Dank seines konsequenten Konzepts kann Eicher heute auf neun Studioalben stolz sein, eine Filmmusik und eine Best-of-Compilation - allesamt mit Kritikerlob und großem Publikumszuspruch (vor allem in der Schweiz und Frankreich) bedacht. Eine DVD ist somit längst überfällig. Eicher produzierte sie dort, wo er am besten ist: auf der Bühne. Im Rahmen seiner aktuellen "Taxi Europa"-Tour ließ er seine Konzerte in Brüssel und Zermatt aufzeichnen, einmal also dort, wo seine französischen Texte gefeiert werden, und dann in der Schweiz, wo man seine Schweizerdeutschen Texte versteht - und fröhlich mitschmettern kann: "Är isch e Star, Är isch so bsunder, bsunderbar ..." ("E*").

Ganze zwanzig Titel aus allen Phasen seines Schaffens enthält "Taxi Europa Live" (übrigens parallel auch als CD veröffentlicht). Darunter befinden sich auch alle bereits erwähnten Stücke, jeweils in deutlich renovierter Fassung. Der "Eisbär" hat seine Klangfärbung deutlich gewandelt: aus dem Elektropop-Hit wurde ein veritabler Rocksong.

Doch immer wieder setzt Stephan Eicher vor allem mit seinen leiseren Liedern besondere Akzente. Bei Liedern wie "Rivière" oder "Venez danser" erreicht seine Stimme ungeahnte Intensität, die weit über das Format gängiger Rock/Pop-Balladen hinausreicht.
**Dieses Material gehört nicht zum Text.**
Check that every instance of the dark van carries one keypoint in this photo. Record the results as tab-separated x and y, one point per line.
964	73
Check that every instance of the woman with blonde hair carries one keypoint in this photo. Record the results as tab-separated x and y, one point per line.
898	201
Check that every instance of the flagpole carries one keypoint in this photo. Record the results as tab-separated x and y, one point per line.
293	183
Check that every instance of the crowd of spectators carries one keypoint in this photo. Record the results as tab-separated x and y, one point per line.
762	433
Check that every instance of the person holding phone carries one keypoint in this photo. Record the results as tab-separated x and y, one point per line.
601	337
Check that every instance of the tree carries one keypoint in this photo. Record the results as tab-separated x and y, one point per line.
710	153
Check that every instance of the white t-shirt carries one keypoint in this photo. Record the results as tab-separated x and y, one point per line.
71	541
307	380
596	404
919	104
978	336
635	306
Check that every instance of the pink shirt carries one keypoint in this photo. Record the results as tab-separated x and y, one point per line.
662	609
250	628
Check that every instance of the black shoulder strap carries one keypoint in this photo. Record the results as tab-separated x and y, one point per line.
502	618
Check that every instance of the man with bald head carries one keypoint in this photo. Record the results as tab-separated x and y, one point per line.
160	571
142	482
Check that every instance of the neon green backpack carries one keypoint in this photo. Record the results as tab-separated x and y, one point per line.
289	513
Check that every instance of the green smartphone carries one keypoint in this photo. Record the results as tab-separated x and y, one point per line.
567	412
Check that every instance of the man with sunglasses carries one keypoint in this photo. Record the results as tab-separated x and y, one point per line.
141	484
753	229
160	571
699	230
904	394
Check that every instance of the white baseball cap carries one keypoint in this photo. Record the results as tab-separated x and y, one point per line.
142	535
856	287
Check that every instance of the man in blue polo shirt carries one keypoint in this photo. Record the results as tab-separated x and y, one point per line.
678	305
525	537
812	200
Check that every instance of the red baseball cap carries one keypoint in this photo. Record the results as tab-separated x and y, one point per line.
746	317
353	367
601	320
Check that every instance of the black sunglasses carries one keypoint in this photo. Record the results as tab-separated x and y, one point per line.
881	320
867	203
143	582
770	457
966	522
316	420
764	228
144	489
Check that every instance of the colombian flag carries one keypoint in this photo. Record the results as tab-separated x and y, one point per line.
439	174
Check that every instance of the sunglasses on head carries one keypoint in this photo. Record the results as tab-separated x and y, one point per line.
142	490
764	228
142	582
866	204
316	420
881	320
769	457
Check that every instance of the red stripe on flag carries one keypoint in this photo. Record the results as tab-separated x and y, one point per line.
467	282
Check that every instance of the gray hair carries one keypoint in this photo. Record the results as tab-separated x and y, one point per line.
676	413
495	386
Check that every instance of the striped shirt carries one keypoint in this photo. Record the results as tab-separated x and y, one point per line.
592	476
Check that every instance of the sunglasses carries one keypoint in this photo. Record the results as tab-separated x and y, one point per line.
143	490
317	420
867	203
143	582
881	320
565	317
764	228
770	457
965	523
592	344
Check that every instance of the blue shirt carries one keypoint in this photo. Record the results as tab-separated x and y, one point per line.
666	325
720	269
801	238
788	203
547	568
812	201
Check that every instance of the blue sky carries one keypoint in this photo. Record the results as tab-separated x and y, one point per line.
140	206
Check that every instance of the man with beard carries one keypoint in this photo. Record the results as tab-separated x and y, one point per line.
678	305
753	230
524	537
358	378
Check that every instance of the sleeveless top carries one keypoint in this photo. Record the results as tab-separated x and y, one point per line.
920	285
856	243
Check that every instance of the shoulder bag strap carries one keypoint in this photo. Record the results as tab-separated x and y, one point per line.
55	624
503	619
Selbst seine eigenwillige, E-Gitarren-unterstützte Interpretation der Schubert-Serenade "Gute Nacht" nimmt man Eicher ohne weiteres ab. Warum die Wahl des musikalischen Wanderers ausgerechnet auf dieses Stück aus Schuberts "Winterreise" fiel ? - Wie heißt es bei Schubert: "Die Liebe liebt das Wandern - Gott hat sie so gemacht."